Ma tutti i soldi raccolti non sarebbero probabilmente bastati, perché le esigenze dell’accoglienza sono tante. Banalmente anche solo quelle di arredare gli appartamenti trovati per i ragazzi. La soluzione?

“Le Famiglie Accoglienti ci hanno aiutato molto. Assieme alla rete dei Gesuiti di Torino sono state la nostra prima fonte di diffusione del progetto, che ha potuto così raggiungere capillarmente moltissime persone. La rete delle Famiglie Accoglienti di Torino poi è diventata per noi una risorsa preziosissima per lo scambio di beni e servizi necessari all’accoglienza.

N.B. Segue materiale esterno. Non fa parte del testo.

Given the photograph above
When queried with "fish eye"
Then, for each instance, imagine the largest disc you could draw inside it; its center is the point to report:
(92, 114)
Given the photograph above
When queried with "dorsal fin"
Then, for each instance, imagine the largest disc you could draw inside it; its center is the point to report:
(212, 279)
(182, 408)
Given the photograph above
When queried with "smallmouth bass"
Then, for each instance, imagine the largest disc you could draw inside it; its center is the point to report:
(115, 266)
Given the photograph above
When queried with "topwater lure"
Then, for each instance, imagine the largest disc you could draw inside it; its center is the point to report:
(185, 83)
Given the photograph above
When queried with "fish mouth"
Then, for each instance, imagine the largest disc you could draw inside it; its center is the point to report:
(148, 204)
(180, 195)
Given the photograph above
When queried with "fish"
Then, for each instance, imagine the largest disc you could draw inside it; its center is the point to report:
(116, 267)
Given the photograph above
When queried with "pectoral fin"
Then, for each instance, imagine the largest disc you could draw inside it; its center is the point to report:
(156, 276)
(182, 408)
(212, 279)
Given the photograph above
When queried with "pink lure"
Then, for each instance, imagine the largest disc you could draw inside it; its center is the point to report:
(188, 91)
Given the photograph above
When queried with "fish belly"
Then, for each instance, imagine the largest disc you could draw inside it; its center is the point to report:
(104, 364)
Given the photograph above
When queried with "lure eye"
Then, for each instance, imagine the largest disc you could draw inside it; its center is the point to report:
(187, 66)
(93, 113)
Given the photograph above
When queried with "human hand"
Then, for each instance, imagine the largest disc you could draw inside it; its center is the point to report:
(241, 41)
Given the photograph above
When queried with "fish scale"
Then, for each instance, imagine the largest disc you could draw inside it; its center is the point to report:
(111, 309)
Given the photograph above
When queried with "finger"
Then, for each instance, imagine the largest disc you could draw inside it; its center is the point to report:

Serve una bici per uno dei ragazzi? Lo scriviamo nel gruppo, e una soluzione la si trova. Tra l’altro alcune di queste famiglie sono diventate anche finanziatrici di Casa Ohana”.

Cos’è stato e cos’è Casa Ohana per chi ha prestato e presta la sua opera di volontariato nel progetto? “Un modo per dare un senso profondo al mio lavoro e alla mia esistenza, ma c’è di più – spiega Manuela – Quando i miei figli e miei nipoti guardando indietro mi chiederanno ‘tu cosa hai fatto quando in Italia tutti sembrano contro i migranti e l’accoglienza?’, io racconterò loro di Casa Ohana. Questo progetto è stata una risposta politica, a partire dalle risorse che avevamo in quel momento, a quello che stava succedendo”.

Una risposta concreta, concretissima. Stephen, accolto nel 2018 in Casa Ohana, oggi vive per conto suo e ha un lavoro stabile. Kassim sta terminando l’apprendistato in un’azienda meccanica della provincia di Torino. Ebirm è assunto con un regolare contratto, Mohamed ha una borsa lavoro, Bassirou ha avuto un brutto incidente, ha recuperato fisicamente e ora cerca un lavoro, aiutato da tutta la rete di Casa Ohana.

“Con Casa Ohana abbiamo gettato davvero tanti semi, chissà che nel futuro non nasca qualcosa di nuovo, o di più grande. Noi siamo fiduciosi”.